IndiView: Weekly Market Update 3/2/26

Below is a summarized transcript of the IndiView: Weekly Market Update for 3/2/26. The video is included at the bottom of this post.

1. U.S. & Israel Strike Iran — Oil Jumps 7%

Over the weekend, the U.S. and Israel launched missile strikes into Iran. Markets reacted quickly, with oil up roughly 7%, bringing WTI crude to about $71.

There’s already talk of $100 oil. That’s possible — but we need context.

At $71, oil is still in a historically normal range. For years, we’ve viewed roughly $60–$80 as the median zone that does not materially constrain economic growth. We are not in crisis territory.

That said, oil functions like a tax on consumers and businesses. If prices move meaningfully higher — $80, $85, $90 — then it begins to pressure:

  • Lower- and middle-income households
  • Business margins
  • Consumer sentiment

2. February Jobs Report Preview

We get a new jobs report this Friday.

January surprised to the upside, showing stronger hiring than expected. But we are still in a slow-growth environment overall.

Expectations for February are closer to 50,000–70,000 jobs added, down from January’s 130,000.

The key questions:

  • Was January a one-off?
  • Is the labor market stabilizing?
  • Or are we continuing a gradual weakening trend?

Jobs matter enormously — particularly for lower- and middle-income households. Job security drives spending behavior and overall economic confidence.

3. Nvidia Earnings: Great Report, Muted Stock Reaction

Nvidia reported earnings last week — and fundamentally, the report was excellent.

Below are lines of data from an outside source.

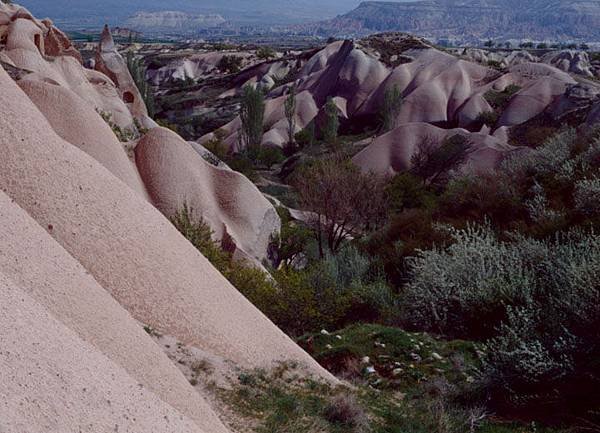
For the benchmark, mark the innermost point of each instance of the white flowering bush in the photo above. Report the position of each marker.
(538, 207)
(536, 303)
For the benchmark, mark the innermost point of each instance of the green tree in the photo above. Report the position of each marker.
(252, 113)
(332, 124)
(343, 200)
(390, 110)
(137, 69)
(230, 64)
(265, 53)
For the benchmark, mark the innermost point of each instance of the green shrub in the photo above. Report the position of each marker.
(488, 118)
(252, 113)
(536, 301)
(407, 191)
(499, 100)
(269, 156)
(326, 295)
(230, 63)
(199, 233)
(265, 53)
(306, 137)
(587, 196)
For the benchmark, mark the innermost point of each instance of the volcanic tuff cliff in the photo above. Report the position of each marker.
(86, 255)
(537, 19)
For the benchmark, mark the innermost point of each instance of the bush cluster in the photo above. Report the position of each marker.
(534, 302)
(326, 294)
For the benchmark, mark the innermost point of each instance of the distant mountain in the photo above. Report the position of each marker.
(476, 19)
(172, 21)
(91, 13)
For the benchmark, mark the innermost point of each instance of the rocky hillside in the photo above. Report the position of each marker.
(473, 19)
(443, 94)
(91, 267)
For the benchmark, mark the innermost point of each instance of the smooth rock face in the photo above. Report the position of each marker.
(233, 207)
(391, 153)
(131, 249)
(54, 381)
(110, 62)
(76, 122)
(86, 259)
(34, 261)
(437, 88)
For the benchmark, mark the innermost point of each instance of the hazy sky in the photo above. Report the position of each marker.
(115, 10)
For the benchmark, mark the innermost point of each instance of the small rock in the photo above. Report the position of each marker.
(416, 357)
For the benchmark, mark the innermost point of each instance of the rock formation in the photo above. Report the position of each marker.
(438, 90)
(471, 20)
(87, 258)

Revenue growth was strong. Guidance was strong. Demand for AI chips remains robust.

So why did the stock lag?

A few reasons:

  • Expectations were extremely high.
  • Investors are increasingly aware of competition entering the AI chip space.
  • There’s growing scrutiny around how long this CapEx cycle can continue.

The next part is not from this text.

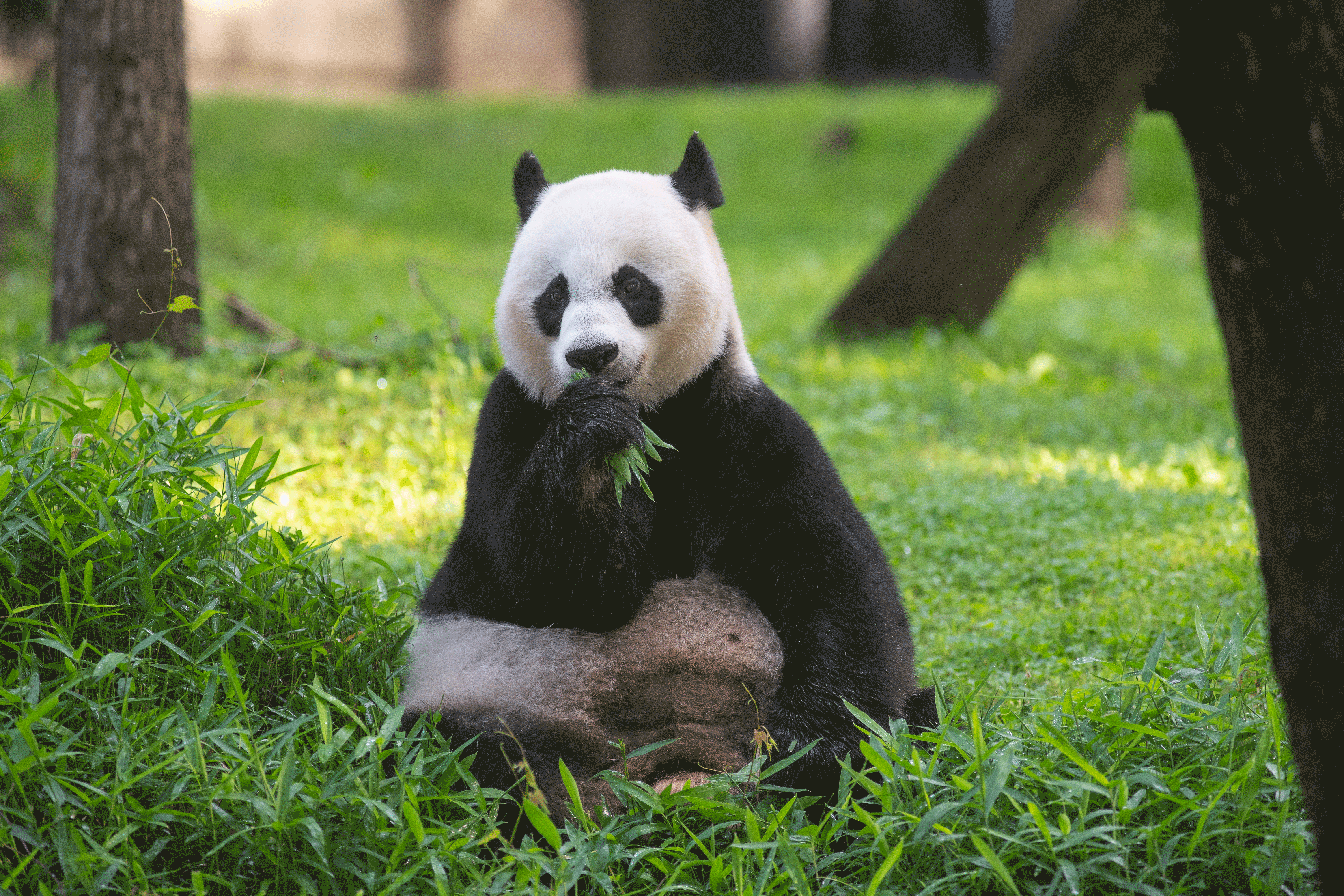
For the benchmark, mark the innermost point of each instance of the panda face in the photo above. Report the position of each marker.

Right now, major tech firms are still spending aggressively on AI infrastructure. That spending hasn’t slowed.

However, CapEx is one of the fastest levers companies can pull if broader economic growth softens. If core business lines slow, AI spending could be moderated.

There’s no evidence of that yet — but markets are forward-looking and beginning to price in the possibility.

4. A Minnesota Observation: Morning Sun & Daylight Savings

On a lighter note — the morning sun is finally returning here in Minnesota.

After dropping my child off at school, I’m driving directly into a very bright sunrise. It’s blinding — but welcome.

Winter in Minnesota makes you appreciate sunlight more than almost anything.

Which is why daylight savings time remains frustrating. We adjust clocks, lose consistency, and temporarily disrupt morning light patterns.

I’d prefer permanent standard time — but for now, I’ll take the sunrise where I can get it.